Monday, September 19, 2011

Adams, David. Review of Hans Blumenberg, PARADIGMS FOR A METAPHOROLOGY and CARE CROSSES THE RIVER. NDPR (August 2011).

Blumenberg, Hans.  Paradigms for a Metaphorology Ithaca: Cornell UP, 2010;
Blumenberg, Hans.  Care Crosses the River.  Trans. Paul FlemingStanford: Stanford UP, 2010.

The publication in 2010 of two new English translations of books by Hans Blumenberg is cause for celebration. Their nearly simultaneous appearance may be a coincidence -- Paradigms for a Metaphorology was translated by Robert Savage for Cornell and Care Crosses the River was translated by Paul Fleming for Stanford -- but the coincidence could not be more fortunate as the two works complement each other superbly. These relatively brief, stylistically divergent works from opposite ends of Blumenberg's career (1960 and 1986) provide English-language readers with long-overdue access to Blumenberg's reflections on the role of metaphor in philosophical discourse.

Blumenberg is one of Germany's most important postwar philosophers, but his presence in the English language has so far been limited. Born in Lübeck in 1920, his studies were interrupted by the war, during which he was persecuted as a Halbjude ("half Jew") and sheltered by the family of his future wife. Following the war he promptly completed his doctoral and postdoctoral dissertations (1947 and 1950), then taught successively at universities in Hamburg, Giessen, and Bochum, landing finally in Münster from 1970 to 1986. Beginning in 1966 he published a series of weighty volumes, three of which were translated into English by Bob Wallace and published by MIT Press in the 1980s: The Legitimacy of the Modern Age, Work on Myth, and The Genesis of the Copernican Age. Since his death in 1996, a steady stream of posthumous publications has accompanied the intensified interest in his work in Germany; interest from the Anglophone world is increasing as well, evidenced in part by these two new translations.

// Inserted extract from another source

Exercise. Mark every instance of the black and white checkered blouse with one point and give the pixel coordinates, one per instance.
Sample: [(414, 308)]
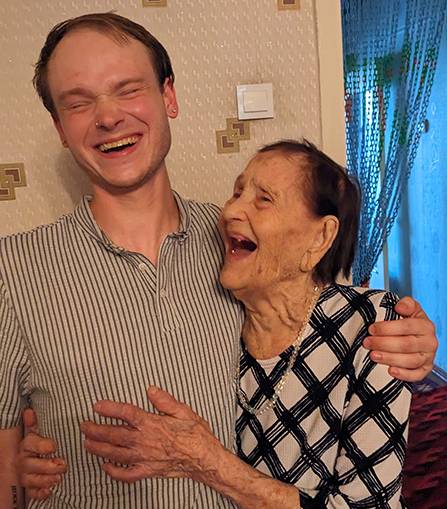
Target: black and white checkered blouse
[(338, 431)]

Independently of the linguistic turn in France, Blumenberg began highlighting the role of metaphor in philosophical discourse in the 1950s. More than a decade before the appearance of Jacques Derrida's "La mythologie blanche", for example, Blumenberg published "Light as a Metaphor for Truth" (1957), which includes his earliest reference to nonconceptuality (Unbegrifflichkeit), his paradoxical concept for perceptions and experiences that do not lend themselves to representation in precise, univocal concepts and thus invite expression in metaphor, myth, and symbol. Paradigms for a Metaphorology, coming three years later, argues for a broadening of the field of Begriffsgeschichte (the history of concepts) to include the history of metaphors. Metaphors are not merely ornamentation, Blumenberg argues, but are
foundational elements [Grundbestände] of philosophical language, 'translations' that resist being converted back into authenticity and logicality. If it could be shown that such translations, which would have to be called 'absolute metaphors', exist, then one of the essential tasks of conceptual history (in the thus expanded sense) would be to ascertain and analyze their conceptually irredeemable expressive function. (Paradigms, 3)
The first half of Paradigms for a Metaphorology demonstrates this expressive function in several metaphors, such as the powerful truth, the naked truth, terra incognita, the incomplete universe, and the book of nature. The second half begins to demarcate the realm of metaphor with paradigms for a "typology of metaphor histories." The paradigms focus on "transitional phenomena" that illustrate the historical transformations between, and distinct functions of, absolute metaphor, myth, symbol, and concept. This tentative typology involves the discussion of additional metaphors that would become the focus of later, longer works by Blumenberg, including Plato's allegory of the cave and Copernicus's cosmology. . . .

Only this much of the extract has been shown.